For the three types of groundwaters occurring in Zhongxiang City, hydrogeochemical processes are different. Dissolution of dolomite and gypsum is the major geochemical process responsible for genesis of hydrochemistry of karst groundwaters, whereas hydrolysis of silicate minerals the prevalent process occurring in the hard rock aquifers. In the Quaternary aquifers, the interactions between groundwaters and several kinds of minerals, such as silicate minerals, carbonate minerals, gypsum, and halite, may affect water chemistry.

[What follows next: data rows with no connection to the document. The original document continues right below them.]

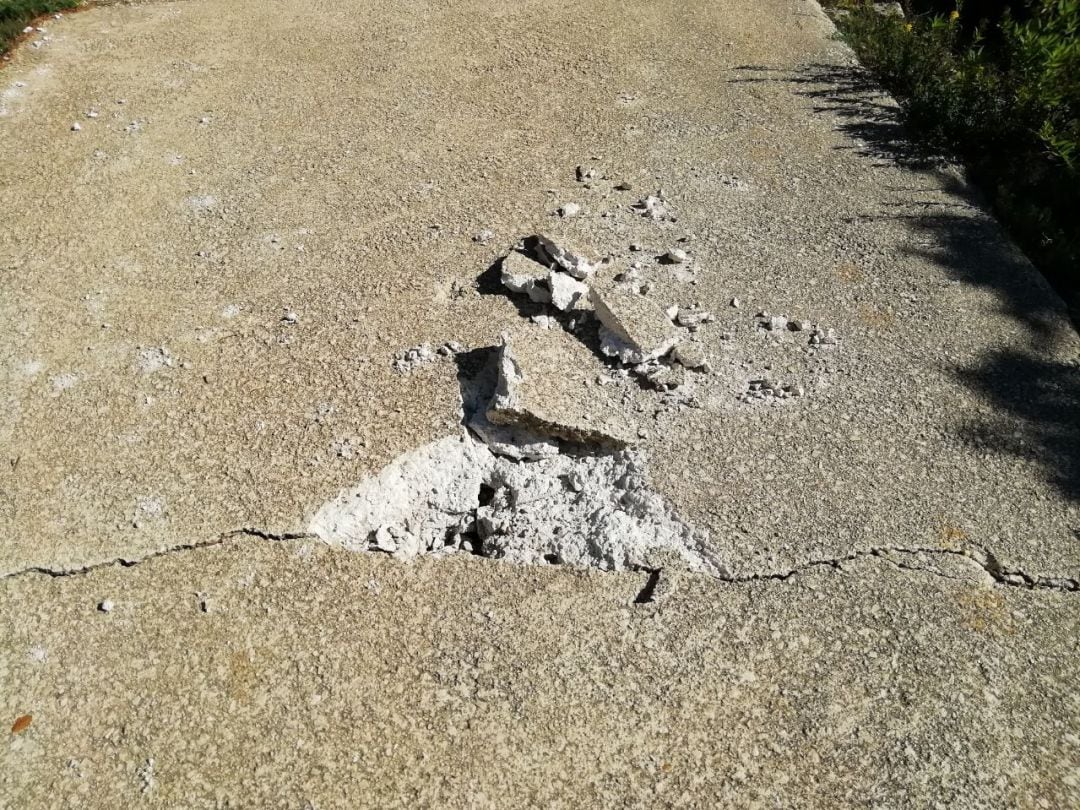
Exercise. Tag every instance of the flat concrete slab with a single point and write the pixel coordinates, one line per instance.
(202, 295)
(283, 674)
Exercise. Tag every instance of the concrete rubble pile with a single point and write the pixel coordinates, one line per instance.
(548, 471)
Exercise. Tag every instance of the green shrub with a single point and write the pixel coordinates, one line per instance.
(1001, 93)
(16, 14)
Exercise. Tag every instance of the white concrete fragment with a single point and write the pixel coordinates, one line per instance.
(634, 328)
(562, 254)
(409, 359)
(423, 493)
(153, 359)
(522, 274)
(690, 355)
(590, 511)
(566, 291)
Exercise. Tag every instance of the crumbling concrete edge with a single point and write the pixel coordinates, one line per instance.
(998, 575)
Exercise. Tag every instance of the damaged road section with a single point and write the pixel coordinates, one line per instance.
(455, 495)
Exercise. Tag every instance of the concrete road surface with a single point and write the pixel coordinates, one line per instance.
(224, 221)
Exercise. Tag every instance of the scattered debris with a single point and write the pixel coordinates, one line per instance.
(522, 274)
(566, 291)
(409, 359)
(691, 355)
(565, 256)
(660, 376)
(543, 387)
(653, 207)
(634, 328)
(154, 359)
(768, 390)
(455, 495)
(692, 318)
(773, 323)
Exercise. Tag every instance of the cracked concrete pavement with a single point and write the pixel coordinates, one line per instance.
(202, 293)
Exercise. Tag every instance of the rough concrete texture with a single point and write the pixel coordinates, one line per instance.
(456, 495)
(548, 383)
(202, 295)
(259, 674)
(522, 274)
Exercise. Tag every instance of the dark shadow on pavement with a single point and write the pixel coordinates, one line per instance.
(1035, 389)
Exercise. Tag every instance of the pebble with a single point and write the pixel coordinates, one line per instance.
(823, 337)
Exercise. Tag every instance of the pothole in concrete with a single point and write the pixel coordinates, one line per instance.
(454, 495)
(574, 504)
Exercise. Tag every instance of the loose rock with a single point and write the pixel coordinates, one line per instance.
(543, 388)
(566, 291)
(634, 328)
(522, 274)
(565, 256)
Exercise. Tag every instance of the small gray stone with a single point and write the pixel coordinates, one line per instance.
(566, 291)
(635, 329)
(522, 274)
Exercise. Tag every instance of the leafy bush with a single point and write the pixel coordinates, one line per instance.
(16, 14)
(1001, 92)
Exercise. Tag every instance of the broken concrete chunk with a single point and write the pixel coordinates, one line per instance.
(562, 254)
(823, 337)
(652, 207)
(409, 359)
(566, 291)
(511, 442)
(543, 387)
(660, 376)
(522, 274)
(635, 329)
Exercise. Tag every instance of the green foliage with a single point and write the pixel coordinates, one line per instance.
(16, 14)
(1002, 93)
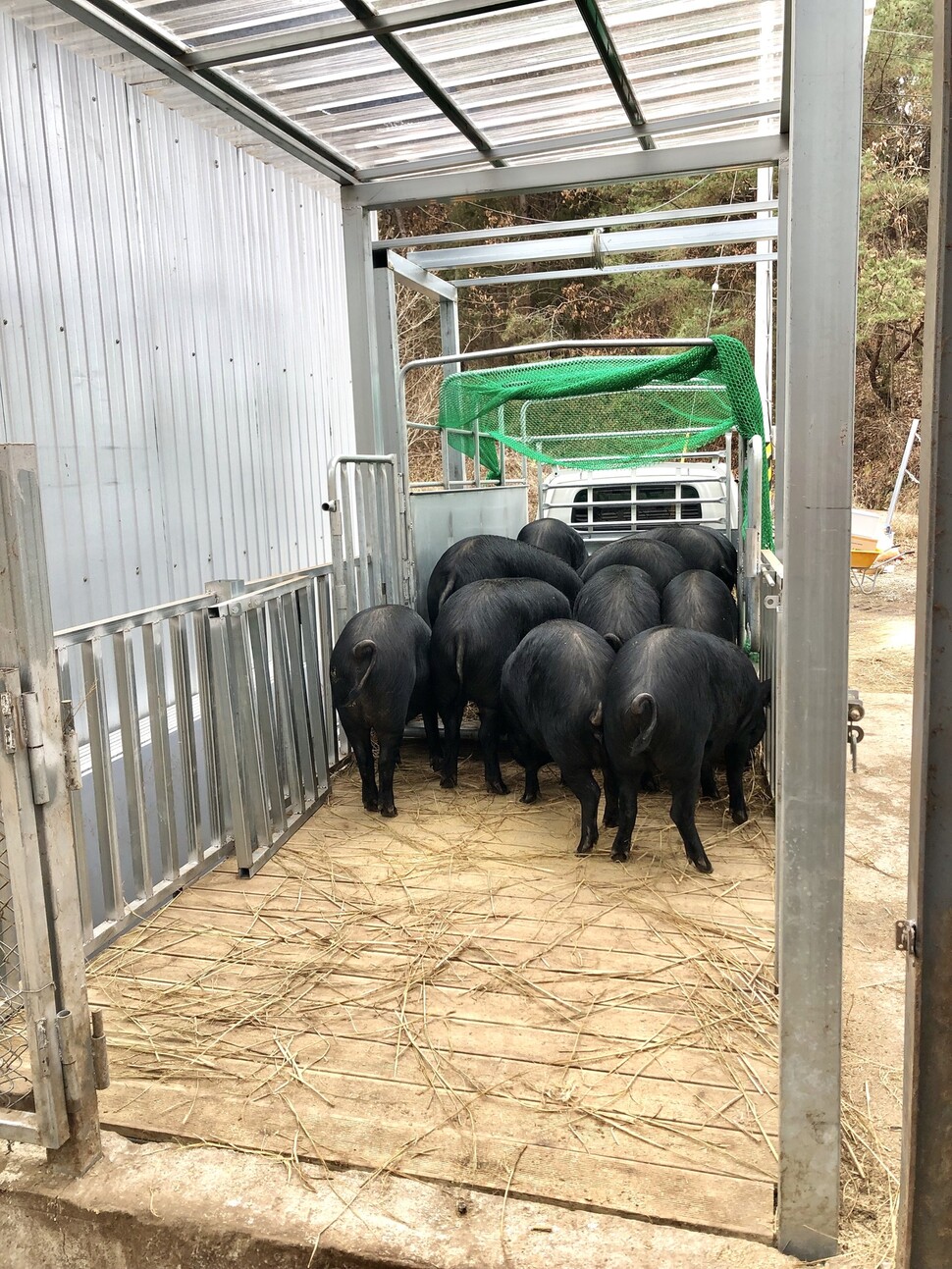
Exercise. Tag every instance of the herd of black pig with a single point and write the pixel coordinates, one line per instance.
(624, 661)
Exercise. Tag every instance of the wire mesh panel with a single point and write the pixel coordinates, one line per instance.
(145, 792)
(370, 532)
(271, 653)
(31, 1090)
(14, 1052)
(770, 583)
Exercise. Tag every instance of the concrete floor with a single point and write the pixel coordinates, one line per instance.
(160, 1205)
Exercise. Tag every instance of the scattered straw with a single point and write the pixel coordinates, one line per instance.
(433, 995)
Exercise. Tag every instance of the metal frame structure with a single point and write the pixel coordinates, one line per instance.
(926, 935)
(817, 150)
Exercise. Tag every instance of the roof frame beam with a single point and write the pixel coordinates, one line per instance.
(151, 44)
(605, 43)
(598, 245)
(422, 78)
(575, 173)
(709, 262)
(258, 47)
(555, 145)
(591, 224)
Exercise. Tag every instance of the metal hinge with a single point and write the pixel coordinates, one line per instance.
(908, 938)
(8, 722)
(33, 727)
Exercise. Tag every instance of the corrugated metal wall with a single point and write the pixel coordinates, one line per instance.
(174, 338)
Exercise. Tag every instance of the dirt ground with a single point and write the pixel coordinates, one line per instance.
(882, 633)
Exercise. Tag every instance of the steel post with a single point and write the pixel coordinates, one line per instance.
(26, 645)
(926, 1207)
(359, 231)
(818, 269)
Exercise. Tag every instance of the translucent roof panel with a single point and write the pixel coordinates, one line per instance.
(446, 86)
(212, 22)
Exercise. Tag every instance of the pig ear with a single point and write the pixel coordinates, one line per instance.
(363, 650)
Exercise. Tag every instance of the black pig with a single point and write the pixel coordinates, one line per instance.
(674, 701)
(702, 549)
(553, 689)
(659, 561)
(618, 602)
(556, 537)
(475, 632)
(379, 680)
(698, 601)
(490, 555)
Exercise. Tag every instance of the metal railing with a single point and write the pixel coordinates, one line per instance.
(31, 1089)
(371, 534)
(142, 762)
(768, 609)
(176, 719)
(271, 663)
(475, 480)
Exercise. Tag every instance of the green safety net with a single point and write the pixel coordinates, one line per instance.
(608, 411)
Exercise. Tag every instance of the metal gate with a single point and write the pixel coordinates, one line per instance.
(371, 534)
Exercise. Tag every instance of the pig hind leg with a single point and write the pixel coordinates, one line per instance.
(585, 788)
(736, 761)
(610, 818)
(709, 782)
(683, 806)
(628, 786)
(489, 745)
(452, 715)
(360, 744)
(389, 759)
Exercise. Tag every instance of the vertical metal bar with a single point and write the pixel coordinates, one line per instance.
(359, 230)
(185, 726)
(263, 722)
(240, 692)
(317, 705)
(26, 642)
(450, 343)
(107, 827)
(211, 723)
(292, 610)
(124, 653)
(161, 749)
(926, 1229)
(28, 892)
(763, 306)
(327, 644)
(350, 562)
(358, 546)
(75, 798)
(819, 373)
(228, 740)
(292, 719)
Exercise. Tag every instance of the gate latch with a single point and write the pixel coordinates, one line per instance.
(908, 938)
(8, 722)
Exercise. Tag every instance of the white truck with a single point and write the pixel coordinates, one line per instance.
(605, 505)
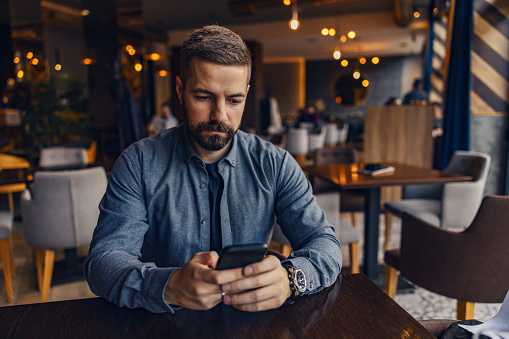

The fluoride concentration as high as 3.67 mg/L was detected in the groundwater samples collected in this study. High fluoride groundwater samples with concentrations more than 1.5 mg/L were all from hard rock aquifers and Quaternary aquifers, whereas all water samples from the karst aquifers have fluoride concentrations much less than 1.5 mg/L. It can be concluded that the comparatively higher Ca2+ concentrations in the karst groundwaters are unfavorable for fluoride enrichment, due to solubility control of fluorite on fluoride concentration in groundwater. Moreover, the warm groundwaters with temperature more than 25°C generally have higher fluoride concentrations compared to the cold groundwaters, as a result of the intensified reactions of groundwaters with fluoride bearing minerals under higher temperature condition. For the water samples from hard rock aquifers, there exist positive correlations between F concentration and HCO3 concentration as well as pH value, indicating that the high HCO3 concentration can accelerate the dissolution of fluorite to enhance fluoride concentration in groundwater, and the high pH value is helpful for the anion exchange between OH in groundwater and exchangeable F of some silicate minerals whose hydroxyl group is replaced by F. For the Quaternary aquifers, the sediments have very high concentrations of total fluoride, water-soluble fluoride and exchangeable fluoride in the area where the high fluoride groundwaters occur, and therefore the abundance of fluoride in aquifer sediments is one of the favorable conditions for the formation of high fluoride groundwaters. Furthermore, in the high fluoride Quaternary groundwater area, evaporation takes place due to relatively arid climate and very small groundwater burial depth, which evidently increases the HCO3 and Ca2+ concentrations of the groundwaters, and induces the precipitation of calcite. The decrease of Ca2+ concentration caused by calcite precipitation weakens fluorite solubility control and results in fluoride enrichment in groundwater.